Her mouth thinned; this was a disagreeable chore. Theoretically, the unit commander . . . No, she had ordered the action. The general policy was set higher up, but she made the operational decisions. It was her responsibility. A figure in the form-fitting vacuum skinsuit blinked into existence before her, turning toward the pickup and laughing, bubble helmet in one hand. A cat hanging in midair beside it, obviously unused to low-G and falling in spraddle-legged panic. The figure was young, with fair hair cropped close. Data unreeled below: Julian Torbogen, born . . . Very young, only a year older than her oldest. A face with the chiseled, sculpted look the Eugenics Board was moving the Race toward, but an individual for all that. The dossier listed it alclass="underline" pets, hobbies, grade evaluations, favorite foods, friends, love affairs, hopes {habitat design is so complete an art!), hates.

Yolande called up the medical image and placed it beside the laughing youth.
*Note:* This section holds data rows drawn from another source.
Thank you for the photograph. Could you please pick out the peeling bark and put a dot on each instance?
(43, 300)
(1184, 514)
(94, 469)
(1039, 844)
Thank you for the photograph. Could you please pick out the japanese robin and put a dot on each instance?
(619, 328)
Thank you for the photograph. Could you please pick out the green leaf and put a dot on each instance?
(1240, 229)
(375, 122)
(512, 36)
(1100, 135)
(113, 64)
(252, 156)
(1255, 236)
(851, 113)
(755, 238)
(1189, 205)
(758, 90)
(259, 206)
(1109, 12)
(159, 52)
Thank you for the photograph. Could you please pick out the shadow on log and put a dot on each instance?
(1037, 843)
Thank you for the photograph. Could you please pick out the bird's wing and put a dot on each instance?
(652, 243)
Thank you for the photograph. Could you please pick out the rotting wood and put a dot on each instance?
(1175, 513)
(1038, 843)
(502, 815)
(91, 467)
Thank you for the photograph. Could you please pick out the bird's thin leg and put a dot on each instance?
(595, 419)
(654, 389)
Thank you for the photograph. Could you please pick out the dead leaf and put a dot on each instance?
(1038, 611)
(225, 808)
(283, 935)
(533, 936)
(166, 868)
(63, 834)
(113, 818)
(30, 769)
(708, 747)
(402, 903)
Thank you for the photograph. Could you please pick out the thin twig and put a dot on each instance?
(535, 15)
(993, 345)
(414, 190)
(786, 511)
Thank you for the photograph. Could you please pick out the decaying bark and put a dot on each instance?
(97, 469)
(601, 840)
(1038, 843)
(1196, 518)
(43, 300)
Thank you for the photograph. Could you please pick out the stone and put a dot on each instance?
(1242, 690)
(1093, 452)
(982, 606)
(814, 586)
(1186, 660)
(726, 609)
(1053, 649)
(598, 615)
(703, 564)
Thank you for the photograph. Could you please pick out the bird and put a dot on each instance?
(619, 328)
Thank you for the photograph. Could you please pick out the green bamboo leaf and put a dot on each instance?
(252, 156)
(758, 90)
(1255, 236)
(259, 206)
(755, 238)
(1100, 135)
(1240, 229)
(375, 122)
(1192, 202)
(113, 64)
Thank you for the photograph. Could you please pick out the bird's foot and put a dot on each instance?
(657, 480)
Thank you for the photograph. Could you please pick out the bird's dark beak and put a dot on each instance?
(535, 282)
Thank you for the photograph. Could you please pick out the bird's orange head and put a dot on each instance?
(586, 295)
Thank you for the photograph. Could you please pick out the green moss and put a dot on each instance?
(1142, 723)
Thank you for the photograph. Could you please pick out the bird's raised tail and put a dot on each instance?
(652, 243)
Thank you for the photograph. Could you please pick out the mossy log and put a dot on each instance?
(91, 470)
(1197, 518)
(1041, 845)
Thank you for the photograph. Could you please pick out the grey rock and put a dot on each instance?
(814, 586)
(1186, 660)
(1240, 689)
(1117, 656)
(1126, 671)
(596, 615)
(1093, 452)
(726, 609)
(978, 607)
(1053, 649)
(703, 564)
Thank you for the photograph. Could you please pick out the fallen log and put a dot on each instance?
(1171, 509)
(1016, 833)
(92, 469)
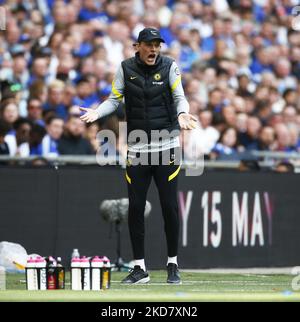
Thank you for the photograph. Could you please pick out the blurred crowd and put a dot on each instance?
(240, 63)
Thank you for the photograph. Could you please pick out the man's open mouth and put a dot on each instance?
(151, 56)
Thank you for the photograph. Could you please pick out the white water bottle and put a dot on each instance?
(86, 267)
(76, 274)
(31, 275)
(40, 263)
(96, 265)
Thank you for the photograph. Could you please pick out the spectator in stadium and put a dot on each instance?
(226, 148)
(163, 107)
(266, 139)
(284, 167)
(55, 99)
(249, 139)
(54, 131)
(18, 143)
(35, 111)
(9, 112)
(4, 128)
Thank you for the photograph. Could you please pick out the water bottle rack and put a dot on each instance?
(105, 277)
(54, 279)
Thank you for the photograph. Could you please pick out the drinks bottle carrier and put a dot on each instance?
(41, 277)
(90, 274)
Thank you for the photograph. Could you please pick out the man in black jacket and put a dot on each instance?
(151, 87)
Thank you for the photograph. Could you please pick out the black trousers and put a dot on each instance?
(138, 181)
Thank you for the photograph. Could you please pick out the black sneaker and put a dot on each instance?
(173, 274)
(136, 276)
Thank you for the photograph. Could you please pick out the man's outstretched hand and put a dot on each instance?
(187, 121)
(90, 115)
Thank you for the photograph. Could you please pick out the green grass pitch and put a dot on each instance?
(195, 287)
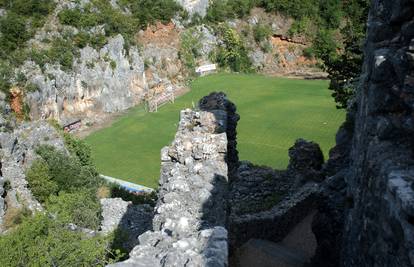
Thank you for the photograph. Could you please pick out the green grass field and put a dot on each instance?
(274, 113)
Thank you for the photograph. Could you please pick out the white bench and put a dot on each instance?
(206, 69)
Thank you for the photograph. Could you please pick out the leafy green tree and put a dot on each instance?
(81, 208)
(68, 172)
(43, 241)
(13, 33)
(233, 54)
(40, 182)
(190, 47)
(79, 149)
(261, 32)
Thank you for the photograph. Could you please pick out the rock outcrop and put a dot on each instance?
(195, 6)
(17, 150)
(103, 81)
(190, 215)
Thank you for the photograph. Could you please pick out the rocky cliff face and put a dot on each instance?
(379, 226)
(195, 6)
(104, 81)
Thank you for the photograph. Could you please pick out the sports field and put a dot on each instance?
(274, 113)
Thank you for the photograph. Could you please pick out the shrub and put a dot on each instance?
(261, 32)
(68, 172)
(40, 182)
(42, 241)
(308, 52)
(15, 216)
(221, 10)
(232, 54)
(81, 208)
(190, 45)
(79, 149)
(5, 76)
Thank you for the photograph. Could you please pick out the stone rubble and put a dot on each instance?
(190, 215)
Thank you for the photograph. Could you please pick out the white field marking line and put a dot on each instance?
(260, 144)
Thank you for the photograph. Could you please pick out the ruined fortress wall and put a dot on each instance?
(379, 226)
(190, 215)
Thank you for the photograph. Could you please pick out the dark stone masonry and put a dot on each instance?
(358, 205)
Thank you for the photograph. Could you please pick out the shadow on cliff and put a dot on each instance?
(133, 223)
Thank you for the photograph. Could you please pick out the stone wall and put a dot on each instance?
(379, 226)
(190, 215)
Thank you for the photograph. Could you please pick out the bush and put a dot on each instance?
(42, 241)
(190, 45)
(68, 172)
(232, 54)
(79, 149)
(15, 216)
(40, 182)
(81, 208)
(261, 32)
(221, 10)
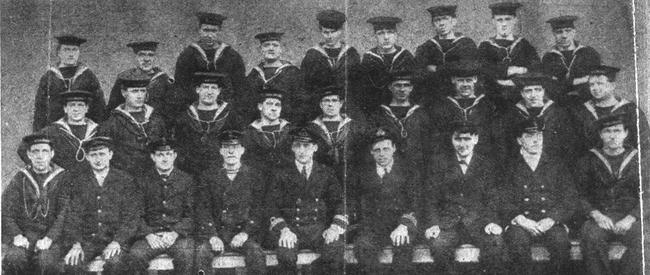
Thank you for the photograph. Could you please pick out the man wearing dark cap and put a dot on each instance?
(608, 180)
(198, 128)
(161, 95)
(379, 62)
(559, 135)
(434, 56)
(306, 208)
(131, 125)
(230, 208)
(505, 55)
(166, 223)
(569, 62)
(384, 192)
(460, 202)
(409, 121)
(332, 61)
(211, 54)
(537, 201)
(606, 101)
(68, 133)
(465, 103)
(69, 74)
(34, 206)
(276, 73)
(104, 211)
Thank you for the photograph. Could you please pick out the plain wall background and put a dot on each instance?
(606, 25)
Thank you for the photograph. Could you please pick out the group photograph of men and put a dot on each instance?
(493, 141)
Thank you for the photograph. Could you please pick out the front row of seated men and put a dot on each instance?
(56, 221)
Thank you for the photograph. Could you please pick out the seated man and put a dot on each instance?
(34, 207)
(538, 199)
(386, 199)
(166, 223)
(460, 203)
(104, 211)
(304, 198)
(229, 208)
(608, 178)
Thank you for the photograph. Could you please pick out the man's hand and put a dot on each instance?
(217, 244)
(493, 229)
(400, 235)
(75, 256)
(603, 221)
(624, 224)
(288, 239)
(239, 239)
(21, 241)
(545, 224)
(432, 232)
(111, 250)
(44, 243)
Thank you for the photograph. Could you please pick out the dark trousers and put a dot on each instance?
(369, 245)
(19, 261)
(492, 255)
(556, 240)
(182, 253)
(595, 249)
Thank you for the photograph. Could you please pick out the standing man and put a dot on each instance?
(210, 54)
(460, 203)
(230, 208)
(104, 212)
(34, 208)
(131, 125)
(434, 56)
(166, 222)
(69, 74)
(608, 178)
(505, 55)
(569, 62)
(385, 194)
(161, 94)
(538, 200)
(381, 61)
(276, 73)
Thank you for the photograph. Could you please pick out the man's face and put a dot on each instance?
(146, 60)
(531, 142)
(443, 24)
(303, 151)
(331, 36)
(209, 35)
(135, 97)
(600, 86)
(613, 137)
(331, 105)
(164, 160)
(464, 86)
(564, 36)
(533, 96)
(231, 153)
(208, 93)
(99, 159)
(75, 110)
(464, 143)
(383, 152)
(271, 50)
(386, 38)
(40, 155)
(69, 55)
(401, 89)
(504, 24)
(270, 108)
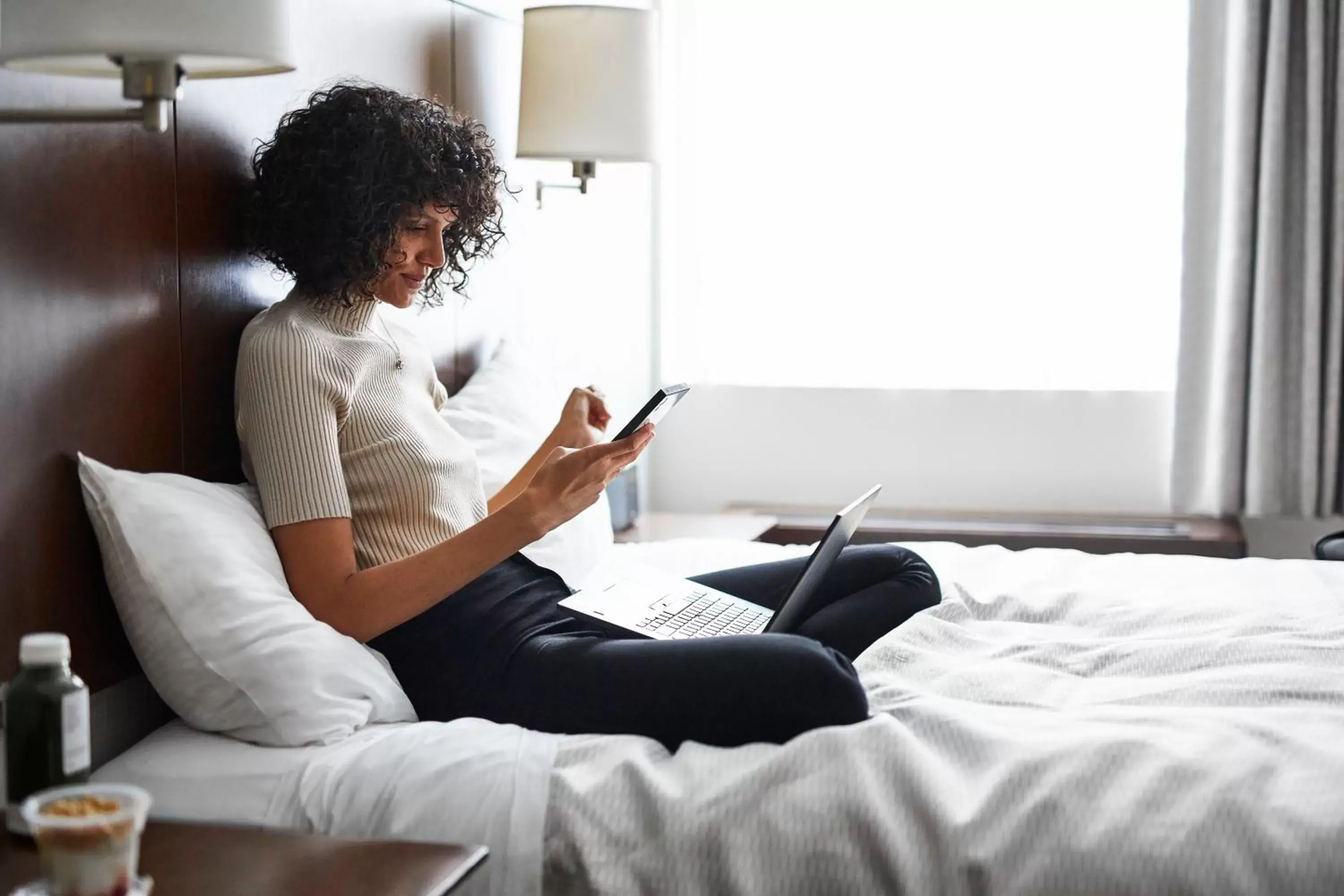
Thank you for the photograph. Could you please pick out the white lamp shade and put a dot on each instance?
(588, 84)
(207, 38)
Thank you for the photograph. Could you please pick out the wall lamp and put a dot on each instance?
(151, 45)
(588, 88)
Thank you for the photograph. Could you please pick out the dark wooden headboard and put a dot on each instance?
(124, 291)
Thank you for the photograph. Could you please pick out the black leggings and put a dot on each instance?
(500, 649)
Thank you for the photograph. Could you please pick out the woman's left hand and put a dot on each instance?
(582, 421)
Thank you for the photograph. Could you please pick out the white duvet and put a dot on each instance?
(1064, 723)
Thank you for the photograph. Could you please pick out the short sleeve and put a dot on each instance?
(288, 404)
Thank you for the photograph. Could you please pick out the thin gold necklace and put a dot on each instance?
(390, 340)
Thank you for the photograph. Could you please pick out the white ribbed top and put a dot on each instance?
(330, 428)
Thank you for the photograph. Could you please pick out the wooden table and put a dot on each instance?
(205, 860)
(660, 527)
Explosive decompression is not a pleasant way to die, especially combined with a wash of radiant heat that melts equipment into flesh across half the body. Two-thirds of the face was still there, enough for the final expression to survive.

A long moment, and then she closed her eyes and began to dictate. “Dear Citizens. As your son’s commanding officer, I . . . ”

It took an hour to complete the messages: they were brief but it was crucial to give each one the individual attention it was due. These were Citizens, the hope of the Race. Cells must die for the whole to live. But we must mourn them, because we are cells who know what we are. That is our immortality.

She shook off the mood and rose, calling the lights back to normal. Coming home, she thought wryly. Half her existence these days seemed to be spent in illusion and shadows, riding the silica threads and photon pulses, until she could hardly tell waking from sleeping.

“Call Tina,” she said to the machines that always listened. “Brandied coffee, please.” Absurd to use a form of courtesy with a computer, but it was another connection to real life.

This outer room of her sanctum—was this home? As much as anyplace, the last five years. A long box-rectangle, her desk at one end. Lunar-basalt tiles, covered by fur rugs from animals created by biotech. Leather-spined books, and shelves of real wood, expensive on Luna, but Loki knew there were some compensations for this job. The outer wall was set to a soft neutral gray for concentration’s sake; it was a single blank sheet five meters by ten, a thin-film sandwich holding several hundred thousand thermovalves per square centimeter. It could be set to display anything at all, well enough to fool even an expert’s eye until you touched it, but she was suddenly weary of vicarious experience. And of the fresh clean recycled air.

“Transparent and open,” she said. It blinked clear and slid up with a minor shhhh as she walked out onto the balcony.

That was near the top of the ring wall, a lacy construction of twisted vitryl, filaments of monocrystal titanium-chromium-vanadium alloy and glass braided together. Those were words; the reality was smooth curves of jade-green ice, thin as gossamer, stronger than steel. The sky above was of the same material, a shallow ribbed dome across the hundred-kilometer bowl of the crater. A thousand meters over her head one of its great anchor cables sprang out, soaring up and away until it dwindled into a thread and disappeared into the distance; the sky was set to a long twilight now, and she could just make out the blue-white disk of Earth. She walked to the waist-high balustrade, looked out and down.